Varana Capital co-led a $35 million Series A financing round for NeuReality, the firm announced this week. Along with Varana, the raise was led by Samsung Ventures, Cardumen Capital, OurCrowd and XT Hi-Tech. SK Hynix, Cleveland Avenue, Korean Investment Partners, StoneBridge and Glory Ventures also participated.

NeuReality, founded in 2018 by CEO Moshe Tanach, says its hardware and software solutions lower the overall complexity, cost and power consumption of using AI. Varana was an early investor, participating in the startup's first seed round, and has been part of the startup's board of investors since its early days, the firm's co-founder Philip Broenniman said.

"[Tanach], his team and their [intellectual property] ticked all the boxes in our diligence process many times over," Broenniman said in a statement to Colorado Inno. "With the growth of AI data calls growing exponentially, the industry need for an innovative, AI-optimized system built from the ground up was clear." 

NeuReality plans to use the funding to finalize its AI inferencing chip and launch it to customers in early 2023, according to Varana Capital. Inferencing chips help bolster generative AI, a process that produces images, audio, text or other outputs based on what data AI systems were trained with through machine learning.

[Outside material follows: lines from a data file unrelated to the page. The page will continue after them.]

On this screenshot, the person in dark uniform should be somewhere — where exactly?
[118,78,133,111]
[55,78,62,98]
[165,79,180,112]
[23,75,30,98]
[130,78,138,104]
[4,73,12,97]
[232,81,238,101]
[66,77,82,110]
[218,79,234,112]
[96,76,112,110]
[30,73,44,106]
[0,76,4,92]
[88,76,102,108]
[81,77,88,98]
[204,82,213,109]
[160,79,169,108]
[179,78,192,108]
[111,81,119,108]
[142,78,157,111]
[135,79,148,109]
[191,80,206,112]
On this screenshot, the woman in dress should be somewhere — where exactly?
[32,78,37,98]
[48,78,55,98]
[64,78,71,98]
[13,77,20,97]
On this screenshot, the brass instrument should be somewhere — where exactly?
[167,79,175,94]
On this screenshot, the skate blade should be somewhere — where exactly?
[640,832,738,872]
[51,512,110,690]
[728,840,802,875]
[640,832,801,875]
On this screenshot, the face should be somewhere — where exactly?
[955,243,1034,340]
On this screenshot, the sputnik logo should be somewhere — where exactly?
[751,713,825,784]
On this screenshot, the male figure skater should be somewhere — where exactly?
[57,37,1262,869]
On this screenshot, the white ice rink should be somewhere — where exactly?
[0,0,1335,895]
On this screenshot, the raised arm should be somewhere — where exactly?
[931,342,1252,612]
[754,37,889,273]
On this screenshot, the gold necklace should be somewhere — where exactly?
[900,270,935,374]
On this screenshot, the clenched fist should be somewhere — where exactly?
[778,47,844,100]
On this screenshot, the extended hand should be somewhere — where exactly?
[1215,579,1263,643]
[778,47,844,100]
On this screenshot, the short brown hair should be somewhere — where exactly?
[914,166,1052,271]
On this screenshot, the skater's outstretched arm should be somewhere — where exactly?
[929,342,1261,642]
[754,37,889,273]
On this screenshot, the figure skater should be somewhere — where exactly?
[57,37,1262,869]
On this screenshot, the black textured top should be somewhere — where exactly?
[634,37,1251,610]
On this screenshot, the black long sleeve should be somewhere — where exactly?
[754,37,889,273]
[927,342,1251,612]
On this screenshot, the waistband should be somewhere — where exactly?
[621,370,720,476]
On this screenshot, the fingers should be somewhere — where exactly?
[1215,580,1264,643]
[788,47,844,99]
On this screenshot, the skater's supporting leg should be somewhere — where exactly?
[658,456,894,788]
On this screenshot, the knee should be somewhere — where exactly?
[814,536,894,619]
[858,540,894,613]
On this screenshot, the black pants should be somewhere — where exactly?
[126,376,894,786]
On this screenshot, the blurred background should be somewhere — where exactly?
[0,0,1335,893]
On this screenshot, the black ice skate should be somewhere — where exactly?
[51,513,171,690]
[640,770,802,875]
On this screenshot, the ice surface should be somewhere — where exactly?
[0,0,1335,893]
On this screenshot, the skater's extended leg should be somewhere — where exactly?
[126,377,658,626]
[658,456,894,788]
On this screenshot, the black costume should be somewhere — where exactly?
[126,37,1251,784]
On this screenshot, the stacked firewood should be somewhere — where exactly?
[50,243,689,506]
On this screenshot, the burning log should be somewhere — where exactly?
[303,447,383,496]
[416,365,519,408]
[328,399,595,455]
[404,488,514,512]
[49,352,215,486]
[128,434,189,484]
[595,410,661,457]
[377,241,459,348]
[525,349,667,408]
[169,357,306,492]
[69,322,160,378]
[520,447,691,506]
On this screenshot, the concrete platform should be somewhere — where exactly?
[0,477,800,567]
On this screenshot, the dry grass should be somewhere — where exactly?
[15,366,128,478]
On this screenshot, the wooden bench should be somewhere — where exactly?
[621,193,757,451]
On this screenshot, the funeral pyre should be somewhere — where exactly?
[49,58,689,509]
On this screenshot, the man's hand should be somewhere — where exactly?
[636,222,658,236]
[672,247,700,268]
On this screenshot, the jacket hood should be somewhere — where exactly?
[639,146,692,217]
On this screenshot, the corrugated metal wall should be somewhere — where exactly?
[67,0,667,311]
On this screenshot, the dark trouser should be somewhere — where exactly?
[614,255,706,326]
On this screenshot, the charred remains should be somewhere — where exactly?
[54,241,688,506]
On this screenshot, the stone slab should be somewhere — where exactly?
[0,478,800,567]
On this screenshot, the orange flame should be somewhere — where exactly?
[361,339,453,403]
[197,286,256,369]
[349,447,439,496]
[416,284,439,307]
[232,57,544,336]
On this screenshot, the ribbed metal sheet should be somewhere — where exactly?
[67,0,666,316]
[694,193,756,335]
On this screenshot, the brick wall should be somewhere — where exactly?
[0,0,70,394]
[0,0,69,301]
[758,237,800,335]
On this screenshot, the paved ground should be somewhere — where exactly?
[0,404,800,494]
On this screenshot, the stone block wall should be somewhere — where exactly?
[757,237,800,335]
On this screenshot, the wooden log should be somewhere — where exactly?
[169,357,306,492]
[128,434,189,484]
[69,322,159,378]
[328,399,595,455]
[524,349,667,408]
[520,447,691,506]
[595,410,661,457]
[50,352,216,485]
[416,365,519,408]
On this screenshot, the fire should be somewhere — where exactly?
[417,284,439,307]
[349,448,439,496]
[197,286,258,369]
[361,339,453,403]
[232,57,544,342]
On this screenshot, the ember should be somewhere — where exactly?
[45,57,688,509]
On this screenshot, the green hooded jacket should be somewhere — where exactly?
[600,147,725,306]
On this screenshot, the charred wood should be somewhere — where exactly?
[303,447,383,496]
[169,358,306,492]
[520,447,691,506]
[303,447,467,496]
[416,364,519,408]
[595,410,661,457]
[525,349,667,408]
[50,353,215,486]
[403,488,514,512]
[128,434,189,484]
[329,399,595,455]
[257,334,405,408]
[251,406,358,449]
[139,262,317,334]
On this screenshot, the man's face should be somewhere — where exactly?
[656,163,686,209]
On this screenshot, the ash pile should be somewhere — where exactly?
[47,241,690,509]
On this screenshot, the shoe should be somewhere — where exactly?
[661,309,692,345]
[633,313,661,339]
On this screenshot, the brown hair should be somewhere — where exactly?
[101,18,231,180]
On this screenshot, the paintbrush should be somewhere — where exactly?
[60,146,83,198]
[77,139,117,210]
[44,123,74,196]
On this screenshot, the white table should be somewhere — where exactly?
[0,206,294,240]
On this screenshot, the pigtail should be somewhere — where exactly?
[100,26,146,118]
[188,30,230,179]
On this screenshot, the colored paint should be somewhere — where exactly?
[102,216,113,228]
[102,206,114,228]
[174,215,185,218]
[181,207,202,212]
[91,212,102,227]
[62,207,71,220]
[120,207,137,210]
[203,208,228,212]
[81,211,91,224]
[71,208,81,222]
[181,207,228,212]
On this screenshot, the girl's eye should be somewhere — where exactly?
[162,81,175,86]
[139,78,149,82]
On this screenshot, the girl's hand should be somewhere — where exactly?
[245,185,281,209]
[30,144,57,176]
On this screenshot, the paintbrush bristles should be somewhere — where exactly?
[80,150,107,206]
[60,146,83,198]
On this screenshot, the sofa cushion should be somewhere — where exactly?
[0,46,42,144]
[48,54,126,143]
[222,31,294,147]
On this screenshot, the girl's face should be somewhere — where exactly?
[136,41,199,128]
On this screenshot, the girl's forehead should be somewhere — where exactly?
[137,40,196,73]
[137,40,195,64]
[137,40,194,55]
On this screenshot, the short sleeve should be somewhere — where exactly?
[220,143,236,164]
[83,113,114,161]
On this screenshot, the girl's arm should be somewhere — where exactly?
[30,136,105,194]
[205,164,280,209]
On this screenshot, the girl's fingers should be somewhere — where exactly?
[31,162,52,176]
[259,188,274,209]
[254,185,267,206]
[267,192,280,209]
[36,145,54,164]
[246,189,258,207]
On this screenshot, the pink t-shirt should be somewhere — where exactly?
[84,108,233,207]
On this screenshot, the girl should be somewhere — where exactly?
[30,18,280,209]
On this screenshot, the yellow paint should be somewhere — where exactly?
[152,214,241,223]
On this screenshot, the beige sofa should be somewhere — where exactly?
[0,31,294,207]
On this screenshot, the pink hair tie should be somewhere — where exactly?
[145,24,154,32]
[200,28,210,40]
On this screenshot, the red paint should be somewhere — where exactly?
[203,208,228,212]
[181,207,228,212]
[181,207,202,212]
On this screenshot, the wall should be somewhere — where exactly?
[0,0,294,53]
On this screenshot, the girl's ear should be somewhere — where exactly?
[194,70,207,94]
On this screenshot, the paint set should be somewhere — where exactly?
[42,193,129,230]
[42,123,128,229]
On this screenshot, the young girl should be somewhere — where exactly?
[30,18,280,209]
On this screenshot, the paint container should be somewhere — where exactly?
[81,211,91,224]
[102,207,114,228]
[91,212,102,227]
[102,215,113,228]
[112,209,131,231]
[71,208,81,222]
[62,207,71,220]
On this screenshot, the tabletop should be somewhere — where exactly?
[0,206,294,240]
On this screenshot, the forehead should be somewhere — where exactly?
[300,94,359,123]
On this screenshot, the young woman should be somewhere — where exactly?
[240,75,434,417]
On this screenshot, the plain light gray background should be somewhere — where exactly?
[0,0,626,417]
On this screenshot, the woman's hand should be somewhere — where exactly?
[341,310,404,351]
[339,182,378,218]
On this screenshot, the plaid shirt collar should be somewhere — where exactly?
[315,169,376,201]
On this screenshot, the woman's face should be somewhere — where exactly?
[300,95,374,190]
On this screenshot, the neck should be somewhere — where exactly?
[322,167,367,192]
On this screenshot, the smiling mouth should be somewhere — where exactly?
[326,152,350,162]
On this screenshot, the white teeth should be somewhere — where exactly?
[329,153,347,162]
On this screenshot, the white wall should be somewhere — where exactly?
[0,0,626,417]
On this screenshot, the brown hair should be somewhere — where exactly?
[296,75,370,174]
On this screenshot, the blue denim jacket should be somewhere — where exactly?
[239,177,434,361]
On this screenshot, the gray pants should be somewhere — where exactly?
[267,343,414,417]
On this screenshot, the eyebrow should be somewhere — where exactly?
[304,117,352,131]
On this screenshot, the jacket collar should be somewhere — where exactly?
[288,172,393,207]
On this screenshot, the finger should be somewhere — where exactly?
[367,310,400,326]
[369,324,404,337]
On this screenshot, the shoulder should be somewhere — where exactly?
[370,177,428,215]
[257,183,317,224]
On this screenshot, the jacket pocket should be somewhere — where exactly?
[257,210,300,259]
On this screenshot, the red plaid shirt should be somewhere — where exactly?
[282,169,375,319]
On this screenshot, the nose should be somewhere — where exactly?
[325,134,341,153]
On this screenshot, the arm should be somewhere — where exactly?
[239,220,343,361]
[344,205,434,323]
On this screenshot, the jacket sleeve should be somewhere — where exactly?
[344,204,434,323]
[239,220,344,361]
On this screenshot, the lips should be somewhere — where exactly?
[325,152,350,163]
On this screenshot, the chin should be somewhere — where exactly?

The chips can be used to get faster results from systems such as Stable Diffusion, a deep-learning model released this year that takes in texts and generates images. The model is being used by Lensa AI, an art-generating application that thousands of users have flocked to this week. The app, created by the company Prisma Labs, takes users' selfies and generates portraits in a variety of styles with the users as the subject. As of Wednesday, Lensa AI was the top application in Apple's App Store.

According to PitchBook, the recent hype around text-to-image AI models drew enthusiasm from venture capitalists about generative AI during the third quarter of this year, during which there were several quick raises for the technology.

"Demands for AI inference are growing exponentially, and there is a global need for the NeuReality solution, which lowers the cost and power consumption of scaling these applications," said Ezra Gardner, a Varana co-founder who sits on the NeuReality board. "We are very excited to start shipping these chips next year."

Varana, founded in 2012, is dually based in Denver and Tel Aviv. It focuses primarily on early-stage startups in Israel. Last year, it joined a high-profile team of investors to co-lead a $74 million round in TriEye, an Israeli startup that creates sensing technology that assists autonomous vehicles to see better in poor conditions. Varana was joined by Samsung, Porsche and Intel for that deal, among others.